ACJC/1546/2022 du 15.11.2022 sur JTPI/2386/2022 ( OO ) , RENVOYE

Normes : CPC.143
En fait
En droit
Par ces motifs
RÉPUBLIQUE ET CANTON DE GENÈVE

POUVOIR JUDICIAIRE

C/20726/2021 ACJC/1546/2022

ARRÊT

DE LA COUR DE JUSTICE

Chambre civile

DU MARDI 15 NOVEMBRE 2022

 

Entre

Madame A______, domiciliée ______, appelante d'un jugement rendu par la 13ème Chambre du Tribunal de première instance de ce canton le 24 février 2022, comparant par Me Ghita DINSFRIEND-DJEDIDI, avocate, DNZ Avocats, rue Robert-Céard 6, 1204 Genève, en l'Étude de laquelle elle fait élection de domicile,

et

B______ & CIE, sise ______, intimée, comparant par Me Alireza MOGHADDAM, avocat, BAROKAS, rue de l'Athénée 15, case postale 368, 1211 Genève 12, en l'Étude duquel elle fait élection de domicile.

 


EN FAIT

A. Par jugement du 24 février 2022, le Tribunal de première instance, statuant par voie de procédure ordinaire, a déclaré irrecevable la demande formée le 29 octobre 2021 par A______ (chiffre 1 du dispositif), arrêté les frais judiciaires à 1'200 fr., mis ceux-ci à la charge de cette dernière et ordonné à l'Etat de Genève, soit pour lui les Services financiers du Pouvoir judiciaire, de lui restituer le solde de son avance de frais, de 3'800 fr. (ch. 2), condamné A______ à payer à B______ & CIE un montant de 1'500 fr. TTC à titre de dépens (ch. 3) et débouté les parties de toutes autres conclusions (ch. 4).

B. a. Par acte expédié à la Cour de justice le 10 mars 2022, A______ a formé appel contre ce jugement. Elle a conclu, avec suite de frais, à son annulation et, cela fait, à ce que l'action en libération de dette qu'elle a formée le 28 octobre 2022 soit déclarée recevable et à ce que la cause soit renvoyée au Tribunal pour instruction.

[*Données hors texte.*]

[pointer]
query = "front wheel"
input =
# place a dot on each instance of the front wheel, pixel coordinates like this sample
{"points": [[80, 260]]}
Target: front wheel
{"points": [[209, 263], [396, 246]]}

b. Dans sa réponse du 3 juin 2022, B______ & CIE a conclu à ce qu'il soit constaté que la "part afférente à la Demande en paiement" était irrecevable et, s'agissant de la "part dédiée à l'Action en libération de dette", elle s'en est rapportée à l'appréciation de la Cour, et à ce que, dans l'hypothèse où l'appel était admis à cet égard, la cause soit renvoyée au Tribunal et à ce qu'aucun frais ne soit mis à sa charge.

c. Les parties ont répliqué et dupliqué, persistant dans leurs conclusions.

d. Elles ont été informées le 3 octobre 2022 de ce que la cause était gardée à juger.

C. Les faits pertinents suivants résultent de la procédure.

a. A______ exploite l'entreprise C______, qui elle-même exploite une boulangerie-pâtisserie, avec buvette permanente.

B______ & CIE est une société en nom collectif exploitant le café-restaurant "D______", avec service sur place et à l'emporter.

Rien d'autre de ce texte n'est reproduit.